# KenLM Sentence-base

#### based on:

https://kheafield.com/papers/avenue/kenlm.pdf 

https://kheafield.com/papers/edinburgh/estimate_paper.pdf

#### implementation of the estimation part:

https://kheafield.com/code/kenlm/

Language models are estimated from text using __[modified](http://www.ee.columbia.edu/~stanchen/papers/h015a-techreport.pdf)__ [Kneser-Ney smoothing](https://ieeexplore.ieee.org/document/479394) without pruning. It is done on disk, enabling one to build much larger models. Kneser-Ney smothng consistently outperforms all other n-grams models with smothing evaluated in this [techreport](http://www.ee.columbia.edu/~stanchen/papers/h015a-techreport.pdf) by Chen and Goodman.

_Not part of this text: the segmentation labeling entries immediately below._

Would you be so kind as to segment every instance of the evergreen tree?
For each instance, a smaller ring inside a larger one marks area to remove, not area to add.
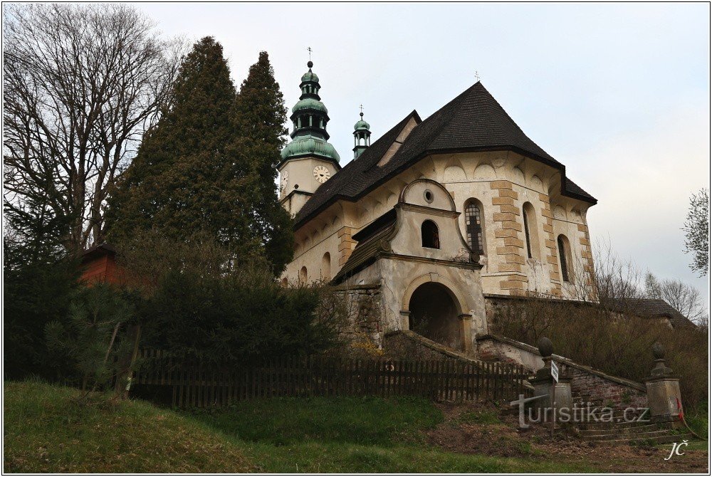
[[[22,206],[4,208],[3,236],[5,379],[46,378],[48,364],[61,374],[61,360],[48,352],[44,327],[67,313],[76,288],[78,261],[65,246],[70,217],[58,216],[41,194]],[[6,204],[6,206],[7,204]]]
[[[197,43],[181,67],[170,107],[144,140],[110,200],[109,238],[159,229],[169,239],[215,238],[234,263],[291,259],[292,223],[276,194],[286,111],[267,53],[239,95],[222,47]]]
[[[160,120],[112,192],[109,240],[120,242],[155,226],[172,238],[216,233],[234,101],[222,46],[204,38],[184,60]]]
[[[277,196],[277,166],[287,130],[287,110],[267,52],[260,53],[250,67],[235,102],[236,129],[239,137],[231,152],[248,179],[251,230],[265,248],[276,275],[284,270],[293,253],[293,221]]]

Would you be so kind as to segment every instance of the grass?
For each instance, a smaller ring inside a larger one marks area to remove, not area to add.
[[[140,402],[84,402],[76,389],[4,383],[5,472],[250,472],[239,447],[199,421]]]
[[[466,455],[429,446],[424,431],[444,421],[415,398],[276,398],[241,402],[192,419],[239,444],[273,473],[592,472],[587,464]],[[491,411],[465,412],[464,423],[501,424]],[[524,443],[525,444],[525,443]]]
[[[706,437],[709,431],[709,414],[707,412],[707,403],[702,403],[692,412],[685,414],[685,421],[695,434],[701,437]]]
[[[231,438],[275,446],[321,440],[390,446],[417,440],[419,429],[443,421],[431,403],[413,398],[275,398],[191,415]]]
[[[439,408],[418,399],[283,398],[177,412],[140,401],[113,404],[103,395],[85,403],[75,389],[38,382],[6,382],[4,388],[6,472],[547,473],[612,468],[611,461],[595,454],[584,459],[542,455],[530,441],[500,436],[498,429],[507,424],[496,411],[467,410],[446,419]],[[429,440],[426,433],[436,429],[449,435],[455,421],[466,429],[485,428],[491,439],[508,439],[502,445],[528,449],[508,454],[518,457],[461,454]]]

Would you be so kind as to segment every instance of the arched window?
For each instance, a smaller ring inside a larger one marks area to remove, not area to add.
[[[427,248],[440,248],[440,234],[438,226],[431,220],[423,222],[420,227],[420,234],[423,238],[423,246]]]
[[[525,202],[522,207],[524,219],[524,238],[526,239],[527,256],[540,259],[539,234],[536,224],[536,212],[531,202]]]
[[[331,279],[331,254],[329,252],[321,258],[321,279]]]
[[[556,238],[559,246],[559,263],[561,265],[561,279],[563,281],[572,282],[571,273],[571,247],[569,246],[569,239],[566,236],[560,235]]]
[[[479,201],[471,199],[465,203],[465,230],[467,243],[479,253],[485,254],[484,209]]]

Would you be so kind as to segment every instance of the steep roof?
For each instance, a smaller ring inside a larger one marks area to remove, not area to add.
[[[395,154],[378,166],[412,118],[417,125]],[[426,154],[495,150],[512,150],[559,169],[563,195],[596,204],[592,196],[566,177],[564,165],[529,139],[478,81],[424,121],[415,110],[406,116],[320,187],[300,210],[295,226],[298,228],[335,200],[356,200],[363,196]]]
[[[637,298],[629,303],[636,314],[644,318],[668,318],[673,326],[694,326],[687,317],[661,298]]]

In this notebook I am splitting and tokenizing __[Ukrainian Brown Corpus](https://github.com/brown-uk/corpu)__ (good and so-so datasets) into sentences including symbols. Then I use KenLM scripts to estimate ARPA n-gram sentense-based models. KenLM script __lmplz__ by default uses $<s>$ and $</s>$ tags at the beginning and end of each sentence. 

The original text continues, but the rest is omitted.